The global scenario of democracy looks extremely bleak. All democracies have witnessed a radical turn not just towards right-wing policies but towards authoritarian statism. Donald Trump in the United States, Jair Bolsonaro in Brazil, Viktor Orbán in Hungary and Boris Johnson in the United Kingdom are some of the prominent leaders who have extended the power of the state to destroy democracy. A common characteristic of these leaders’ strategies is their objective of instilling fear in the citizenry and converting democracy into a non-participatory form.
This fear campaign consists of constantly re-affirming the state’s monopoly on violence and then using this claim to consecrate the state as an almost holy entity—as sacrosanct, unable to be criticised by any person. In this process of sanctification the sovereignty of the state is extended. Sovereign power has been defined by Prathama Banerjee as ‘the power to both institute law and suspend law by the declaration of exception’. For example, the president of the Philippines Rodrigo Duterte has achieved this double action of the institution and the suspension of law through a discourse of nationalist securitisation and populist mobilisation against perceived enemies identified as ‘drug personalities’. In the present context, state sovereignty all over the world is being used to banalise violence against the critics of government and as an instrument of subjectivation—the fabrication of particular subjectivities.
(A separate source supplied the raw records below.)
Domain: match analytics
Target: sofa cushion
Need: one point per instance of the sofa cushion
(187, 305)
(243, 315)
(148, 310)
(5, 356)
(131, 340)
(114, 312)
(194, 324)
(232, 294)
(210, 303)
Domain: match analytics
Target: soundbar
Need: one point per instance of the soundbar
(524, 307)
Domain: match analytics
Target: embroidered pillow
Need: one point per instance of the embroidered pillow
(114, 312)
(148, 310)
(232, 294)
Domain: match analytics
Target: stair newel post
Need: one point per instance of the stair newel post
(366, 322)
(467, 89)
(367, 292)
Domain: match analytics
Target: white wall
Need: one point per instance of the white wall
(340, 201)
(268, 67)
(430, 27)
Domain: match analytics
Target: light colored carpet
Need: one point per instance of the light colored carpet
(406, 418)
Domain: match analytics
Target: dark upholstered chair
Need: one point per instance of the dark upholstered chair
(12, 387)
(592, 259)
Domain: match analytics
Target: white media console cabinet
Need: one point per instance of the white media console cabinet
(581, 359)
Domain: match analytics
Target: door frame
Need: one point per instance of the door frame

The twin functions of subjectivation and banalisation of violence undergird the fear campaign being widely employed on the politico-cultural territory of governance. To fully carry out these two operations, the state needs to decisively intervene in society to in effect demolish the assumed barrier between state and society. This annuls the established proposition that sees the state as supra-social, a transcendent entity that is an externalisation of society.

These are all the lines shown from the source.